One time, I was telling her about a friend of mine who married her first and only boyfriend. My mum found it troubling, she felt that the girl was lucky but she wouldn’t advise her own child to have just one choice before settling down. That convo stayed in my head for a long time because I was trying to figure out how to apply that logic to my love life.
In other aspects of my life it’s easy, I mean, I have over four mechanics, a million hairdressers, a billion tailors, etc, you get my drift. In that area, I agree that variety is the spice of life(or people would fuck you up), but I can’t work that out in my personal relationships. Granted, I have two best friends but I struggle to date more than one person at a time. Scratch that, i find it really hard to give the same level of attention to two guys.
It’s easier for me to have a food buddie, drinking partner, club partner, book buddie, flirting partner, sex buddie, therapist, all in different guys, I can handle that because they cater to my different needs. So here is the conundrum, dealing with two guys who try their best to fulfill all those needs. I can’t. I have tried. Believe me. I get the whole, “you can’t put all your eggs in one basket” thing, but I just just can’t do it. Am I even making sense?
I think with a name like Amyn, which means Loyal and Trustworthy, there is only so much I can achieve in that department. I’m loyal to the bone. Unfortunately for me, i expect it too. And loyalty is hard to find, brothers and sisters. It is hard. The exception is my friends, I have fiercely loyal friends, I guess you attract what are, maybe.
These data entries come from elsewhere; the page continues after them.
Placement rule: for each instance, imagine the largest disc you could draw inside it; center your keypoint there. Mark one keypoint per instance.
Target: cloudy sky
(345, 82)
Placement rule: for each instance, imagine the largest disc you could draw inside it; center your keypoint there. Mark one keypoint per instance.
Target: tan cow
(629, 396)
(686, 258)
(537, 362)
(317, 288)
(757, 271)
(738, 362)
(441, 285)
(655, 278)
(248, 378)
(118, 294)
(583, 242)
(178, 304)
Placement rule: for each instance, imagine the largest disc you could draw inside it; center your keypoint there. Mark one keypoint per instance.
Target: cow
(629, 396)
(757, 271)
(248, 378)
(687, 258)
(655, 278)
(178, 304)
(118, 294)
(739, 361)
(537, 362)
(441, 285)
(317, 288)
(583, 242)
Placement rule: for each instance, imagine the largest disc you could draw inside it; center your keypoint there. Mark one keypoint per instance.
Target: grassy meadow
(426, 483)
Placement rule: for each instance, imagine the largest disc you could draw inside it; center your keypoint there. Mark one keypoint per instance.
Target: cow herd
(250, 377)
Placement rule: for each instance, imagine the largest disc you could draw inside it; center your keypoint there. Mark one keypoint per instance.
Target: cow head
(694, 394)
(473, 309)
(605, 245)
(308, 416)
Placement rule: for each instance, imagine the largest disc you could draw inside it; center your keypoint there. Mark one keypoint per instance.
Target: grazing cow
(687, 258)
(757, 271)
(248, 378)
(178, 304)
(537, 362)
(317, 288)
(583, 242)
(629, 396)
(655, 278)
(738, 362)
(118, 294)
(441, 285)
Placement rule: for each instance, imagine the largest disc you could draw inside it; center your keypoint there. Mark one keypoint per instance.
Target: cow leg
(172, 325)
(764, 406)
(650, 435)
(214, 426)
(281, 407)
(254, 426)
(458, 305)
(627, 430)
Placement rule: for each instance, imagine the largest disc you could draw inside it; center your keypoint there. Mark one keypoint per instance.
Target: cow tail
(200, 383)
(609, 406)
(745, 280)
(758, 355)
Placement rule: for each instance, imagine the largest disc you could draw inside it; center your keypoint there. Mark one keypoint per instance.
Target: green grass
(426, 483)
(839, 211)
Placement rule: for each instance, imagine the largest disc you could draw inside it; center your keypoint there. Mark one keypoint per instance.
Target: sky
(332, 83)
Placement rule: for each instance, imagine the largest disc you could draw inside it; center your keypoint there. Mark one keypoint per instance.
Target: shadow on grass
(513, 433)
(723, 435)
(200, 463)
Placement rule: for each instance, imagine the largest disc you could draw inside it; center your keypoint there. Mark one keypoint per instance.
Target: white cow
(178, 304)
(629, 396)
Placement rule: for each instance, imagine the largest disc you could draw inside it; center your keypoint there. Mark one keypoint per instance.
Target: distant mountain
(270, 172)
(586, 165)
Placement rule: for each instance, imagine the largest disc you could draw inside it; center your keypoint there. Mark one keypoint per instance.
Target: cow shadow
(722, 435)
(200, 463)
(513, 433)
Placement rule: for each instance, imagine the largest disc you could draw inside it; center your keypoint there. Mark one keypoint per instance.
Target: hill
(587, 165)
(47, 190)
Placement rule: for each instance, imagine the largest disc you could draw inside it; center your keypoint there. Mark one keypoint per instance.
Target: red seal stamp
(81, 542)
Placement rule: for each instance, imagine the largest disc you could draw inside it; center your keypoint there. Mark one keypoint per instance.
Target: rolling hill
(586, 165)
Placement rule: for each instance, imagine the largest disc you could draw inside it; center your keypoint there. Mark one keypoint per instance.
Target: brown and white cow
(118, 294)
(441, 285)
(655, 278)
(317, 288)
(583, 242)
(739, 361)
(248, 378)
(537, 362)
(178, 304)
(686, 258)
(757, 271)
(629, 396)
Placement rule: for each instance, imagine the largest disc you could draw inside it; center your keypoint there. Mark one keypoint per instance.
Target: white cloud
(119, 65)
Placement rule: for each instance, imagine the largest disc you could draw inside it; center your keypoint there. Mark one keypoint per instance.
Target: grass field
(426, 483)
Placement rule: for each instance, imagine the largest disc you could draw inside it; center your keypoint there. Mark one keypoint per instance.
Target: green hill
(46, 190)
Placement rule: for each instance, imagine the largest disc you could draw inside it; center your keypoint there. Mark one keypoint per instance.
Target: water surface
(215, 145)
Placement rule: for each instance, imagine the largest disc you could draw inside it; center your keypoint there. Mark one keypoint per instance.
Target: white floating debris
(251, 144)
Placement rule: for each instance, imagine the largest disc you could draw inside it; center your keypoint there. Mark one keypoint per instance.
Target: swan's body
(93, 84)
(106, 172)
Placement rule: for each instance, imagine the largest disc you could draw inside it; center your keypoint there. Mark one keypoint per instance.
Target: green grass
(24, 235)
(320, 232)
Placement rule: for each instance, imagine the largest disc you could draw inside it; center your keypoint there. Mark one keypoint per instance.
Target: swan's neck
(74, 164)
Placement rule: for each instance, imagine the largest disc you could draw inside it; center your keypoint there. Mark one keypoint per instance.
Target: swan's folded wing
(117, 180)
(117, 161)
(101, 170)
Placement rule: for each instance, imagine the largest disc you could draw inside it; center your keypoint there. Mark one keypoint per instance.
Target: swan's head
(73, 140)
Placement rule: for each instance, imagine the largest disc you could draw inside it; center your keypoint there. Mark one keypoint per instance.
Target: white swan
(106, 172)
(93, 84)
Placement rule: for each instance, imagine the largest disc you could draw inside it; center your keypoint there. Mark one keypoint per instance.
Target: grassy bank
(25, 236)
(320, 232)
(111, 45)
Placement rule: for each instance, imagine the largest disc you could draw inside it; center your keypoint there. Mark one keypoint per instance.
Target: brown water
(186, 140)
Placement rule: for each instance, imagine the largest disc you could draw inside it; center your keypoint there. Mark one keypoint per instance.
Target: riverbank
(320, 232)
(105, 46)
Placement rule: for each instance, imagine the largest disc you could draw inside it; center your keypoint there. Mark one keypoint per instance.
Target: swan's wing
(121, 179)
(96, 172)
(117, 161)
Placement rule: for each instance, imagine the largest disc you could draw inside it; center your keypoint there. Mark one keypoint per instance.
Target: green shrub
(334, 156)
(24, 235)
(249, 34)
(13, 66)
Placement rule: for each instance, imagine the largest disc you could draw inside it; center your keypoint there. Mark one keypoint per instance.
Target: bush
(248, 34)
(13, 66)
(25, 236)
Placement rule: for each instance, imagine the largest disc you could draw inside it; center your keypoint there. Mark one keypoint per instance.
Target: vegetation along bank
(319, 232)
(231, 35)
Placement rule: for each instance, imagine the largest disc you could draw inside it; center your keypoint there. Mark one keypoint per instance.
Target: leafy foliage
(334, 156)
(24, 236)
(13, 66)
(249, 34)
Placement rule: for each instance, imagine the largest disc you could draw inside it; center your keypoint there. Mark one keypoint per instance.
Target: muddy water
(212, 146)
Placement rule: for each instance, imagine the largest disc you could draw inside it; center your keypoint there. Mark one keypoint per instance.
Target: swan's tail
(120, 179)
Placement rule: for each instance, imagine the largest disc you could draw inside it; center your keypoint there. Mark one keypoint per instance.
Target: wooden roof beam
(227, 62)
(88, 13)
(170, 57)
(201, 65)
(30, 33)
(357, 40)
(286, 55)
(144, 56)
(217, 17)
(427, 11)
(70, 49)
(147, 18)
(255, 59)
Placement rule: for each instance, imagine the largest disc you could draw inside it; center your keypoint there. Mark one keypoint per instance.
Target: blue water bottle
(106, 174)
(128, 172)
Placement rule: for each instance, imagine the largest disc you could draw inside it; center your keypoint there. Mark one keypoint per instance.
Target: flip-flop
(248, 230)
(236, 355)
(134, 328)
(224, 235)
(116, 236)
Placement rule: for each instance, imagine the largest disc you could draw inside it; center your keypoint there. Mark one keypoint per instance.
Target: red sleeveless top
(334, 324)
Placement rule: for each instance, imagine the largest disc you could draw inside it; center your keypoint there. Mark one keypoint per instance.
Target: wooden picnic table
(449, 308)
It’s the people who want to put their penis in my vagina that don’t seem to understand this concept of loyalty. The sad thing is, I don’t even ask for much. And I’m the most liberal person I know(lol). I would let so many things fly as long as I’m aware of it. When I’m in a relationship, I hate being the last person to know the gist. I was dating this guy one time and I wasn’t aware that we had broken up, we chatted and talked on the phone but he kept telling people we were over, but still friends. Until, I was on the phone with a mutual buddy and she was telling me how sorry she was about my break up with John Doe. Sigh.
What about you guys? Have you mastered the art of managing hearts and keeping them in line?